Tufts E-News --Hollywood's Most Powerful WomenTwo Tufts graduates were named to Hollywood Reporter’s annual list of the entertainment industry’s most influential women. Hollywood.

Medford/Somerville, Mass. [12.17.02] In its 11th annual list of the top women in showbiz, The Hollywood Reporter recognized a diverse and accomplished group - everyone from studio executives to on-screen personalities. Amid them were two Tufts graduates - Shari Redstone and Ruth Vitale - who rank among Hollywood's most powerful and influential leaders.

"The people selected for this year's Power 100 make the tough calls in every facet of the industry," wrote Robert Dowling - editor-in-Chief of The Hollywood Reporter. "They trust themselves and their teams. They believe in what they produce and distribute and are prepared to accept full responsibility for the choices they have made and will make, decisions that affect so many around them. They are serious, dedicated, respected professionals and are recognized as such."

Redstone - who is president of National Amusements and chairman and CEO of Rising Star Media - ranked 36th on the list, which included the heads of Paramount Motion Pictures, Sony Pictures, 20th Century Fox Television and MTV Networks Music Group.
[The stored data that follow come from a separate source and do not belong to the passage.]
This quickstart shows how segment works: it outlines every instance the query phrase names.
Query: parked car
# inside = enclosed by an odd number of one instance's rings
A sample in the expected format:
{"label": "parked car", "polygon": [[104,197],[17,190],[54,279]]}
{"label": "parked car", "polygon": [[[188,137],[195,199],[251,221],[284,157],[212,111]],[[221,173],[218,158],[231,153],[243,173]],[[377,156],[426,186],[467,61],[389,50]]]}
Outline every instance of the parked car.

"Quietly - and surprisingly - Shari Redstone is emerging from the shadows at Viacom's much smaller parent company, poised to play a key role in the entertainment industry and in the world's third-biggest media conglomerate," reported Business Week in a profile of Redstone.

The 1975 Tufts graduate was joined on the Hollywood Reporter list by 1974 Tufts graduate Ruth Vitale - the co-president of Paramount Classics.
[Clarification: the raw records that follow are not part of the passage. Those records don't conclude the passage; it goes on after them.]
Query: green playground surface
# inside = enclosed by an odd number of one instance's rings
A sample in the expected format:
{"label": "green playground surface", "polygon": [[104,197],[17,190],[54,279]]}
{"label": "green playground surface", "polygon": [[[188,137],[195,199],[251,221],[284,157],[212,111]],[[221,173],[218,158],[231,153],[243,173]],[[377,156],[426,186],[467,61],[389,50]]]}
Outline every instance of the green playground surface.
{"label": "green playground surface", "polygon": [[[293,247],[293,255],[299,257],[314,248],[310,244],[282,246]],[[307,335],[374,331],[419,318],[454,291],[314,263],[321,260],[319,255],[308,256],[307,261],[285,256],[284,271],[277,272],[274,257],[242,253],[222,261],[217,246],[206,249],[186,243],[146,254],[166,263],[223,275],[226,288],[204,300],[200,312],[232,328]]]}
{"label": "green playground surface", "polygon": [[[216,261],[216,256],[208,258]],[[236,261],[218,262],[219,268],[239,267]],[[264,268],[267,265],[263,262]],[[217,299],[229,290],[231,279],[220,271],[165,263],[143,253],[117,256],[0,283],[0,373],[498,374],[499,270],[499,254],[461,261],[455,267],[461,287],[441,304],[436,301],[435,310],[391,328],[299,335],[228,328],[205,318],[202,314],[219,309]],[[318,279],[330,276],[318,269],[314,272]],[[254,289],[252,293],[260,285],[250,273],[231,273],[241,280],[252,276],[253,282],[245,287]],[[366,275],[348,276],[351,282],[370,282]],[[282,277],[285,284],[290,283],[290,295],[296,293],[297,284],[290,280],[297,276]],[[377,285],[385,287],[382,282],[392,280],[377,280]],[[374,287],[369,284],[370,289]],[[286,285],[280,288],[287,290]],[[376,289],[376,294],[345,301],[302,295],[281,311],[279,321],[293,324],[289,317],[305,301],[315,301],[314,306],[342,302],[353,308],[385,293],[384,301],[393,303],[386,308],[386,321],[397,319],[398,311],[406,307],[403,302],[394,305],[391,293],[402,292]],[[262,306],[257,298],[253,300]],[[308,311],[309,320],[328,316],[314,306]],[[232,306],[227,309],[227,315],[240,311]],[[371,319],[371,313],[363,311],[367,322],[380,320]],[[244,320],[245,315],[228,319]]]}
Viatale - who previously headed Fine Line, which released films including "Shine" and "Don Juan DeMarco" - joined Paramount in 1998.

Among her most recent acquisitions for her studio are Sundance Film Festival honoree "Bloody Sunday" and Edward Burns' "Sidewalks of New York."

According to The Hollywood Reporter, Redstone and Vitale are part of a select group of industry executives who have proven themselves in a very demanding industry.

"To earn a coveted slot as president of a cable network or chairman of a movie studio isn't just an astounding accomplishment for a woman - it's an amazing achievement for anyone, male or female - toiling in the ultra competitive trenches of the entertainment business," reported the publication.

While women are making great progress in the industry, recent studies indicate that they still have a long way to go.

"Although women executives are well-represented in Hollywood, that contrasts with the topography of larger communication companies," reported The Hollywood Reporter. "Fewer than one in five board members of the largest communication companies were women - with only 11 women CEOs in the Fortune 1000. In the 10 entertainment conglomerates surveyed, women comprise 13 percent of directors and 14 percent of executives."

Many are pinning their hopes on the next generation of producers, writers and executives.

"My theory is that, as we see the entrance of more women into MBA programs and JD programs, we'll see more women entering this business," Vitale told the publication.